Find the amount and the compound interest on ₹100000 compounded quarterly for 9 months at the rate of 4% p.a.

Since rate of interest is 4% per annum, therefore rate of interest per conversion period (quarterly) = $\dfrac{1}{4} \times 4$ = 1%.

As the money is invested for 9 months, therefore,

n (the number of conversion periods) = $\dfrac{9}{3}$ = 3.
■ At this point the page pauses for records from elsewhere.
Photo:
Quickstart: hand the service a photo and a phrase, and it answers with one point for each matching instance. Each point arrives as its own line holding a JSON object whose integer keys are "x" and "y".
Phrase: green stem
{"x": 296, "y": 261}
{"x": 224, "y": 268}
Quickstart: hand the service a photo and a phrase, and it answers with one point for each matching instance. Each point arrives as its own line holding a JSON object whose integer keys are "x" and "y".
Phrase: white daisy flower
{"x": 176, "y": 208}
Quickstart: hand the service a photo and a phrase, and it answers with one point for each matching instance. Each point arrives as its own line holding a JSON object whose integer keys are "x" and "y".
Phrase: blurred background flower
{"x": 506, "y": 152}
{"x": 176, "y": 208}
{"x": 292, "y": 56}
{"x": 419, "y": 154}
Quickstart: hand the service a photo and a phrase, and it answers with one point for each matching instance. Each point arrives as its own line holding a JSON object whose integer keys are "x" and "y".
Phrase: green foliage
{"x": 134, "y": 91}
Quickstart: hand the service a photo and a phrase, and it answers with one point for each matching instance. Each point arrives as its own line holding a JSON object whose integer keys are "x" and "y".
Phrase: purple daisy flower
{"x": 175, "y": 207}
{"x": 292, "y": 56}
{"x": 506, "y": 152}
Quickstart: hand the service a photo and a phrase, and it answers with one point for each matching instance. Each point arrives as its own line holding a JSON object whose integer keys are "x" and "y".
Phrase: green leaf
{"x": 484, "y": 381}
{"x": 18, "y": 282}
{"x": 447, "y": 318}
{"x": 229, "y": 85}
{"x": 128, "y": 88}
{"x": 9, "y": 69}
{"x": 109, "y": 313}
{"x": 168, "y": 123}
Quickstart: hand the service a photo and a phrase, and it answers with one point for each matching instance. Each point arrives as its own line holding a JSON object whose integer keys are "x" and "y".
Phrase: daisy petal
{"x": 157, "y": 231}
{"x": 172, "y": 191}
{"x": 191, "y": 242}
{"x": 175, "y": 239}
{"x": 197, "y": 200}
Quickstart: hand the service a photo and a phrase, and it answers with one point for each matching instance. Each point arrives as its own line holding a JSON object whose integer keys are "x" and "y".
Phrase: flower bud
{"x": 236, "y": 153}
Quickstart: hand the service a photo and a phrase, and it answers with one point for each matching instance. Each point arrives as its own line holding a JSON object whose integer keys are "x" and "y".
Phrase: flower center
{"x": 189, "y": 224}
$\therefore A = P\Big(1 + \dfrac{r}{100}\Big)^n \\[1em] = ₹100000 \times \Big(1 + \dfrac{1}{100}\Big)^3 \\[1em] = ₹100000 \times \Big(\dfrac{101}{100}\Big)^3 \\[1em] = ₹100000 \times \Big(\dfrac{101}{100}\Big)^3 \\[1em] = ₹100000 \times \dfrac{101}{100} \times \dfrac{101}{100} \times \dfrac{101}{100} \\[1em] = ₹\dfrac{100000 \times 101 \times 101 \times 101}{1000000} \\[1em] = ₹\dfrac{1030301}{10} \\[1em] = ₹103030.10$

Compound interest = Final amount - Principal = ₹103030.10 - ₹100000 = ₹3030.10

Hence, amount = ₹103030.10 and compound interest = ₹3030.10.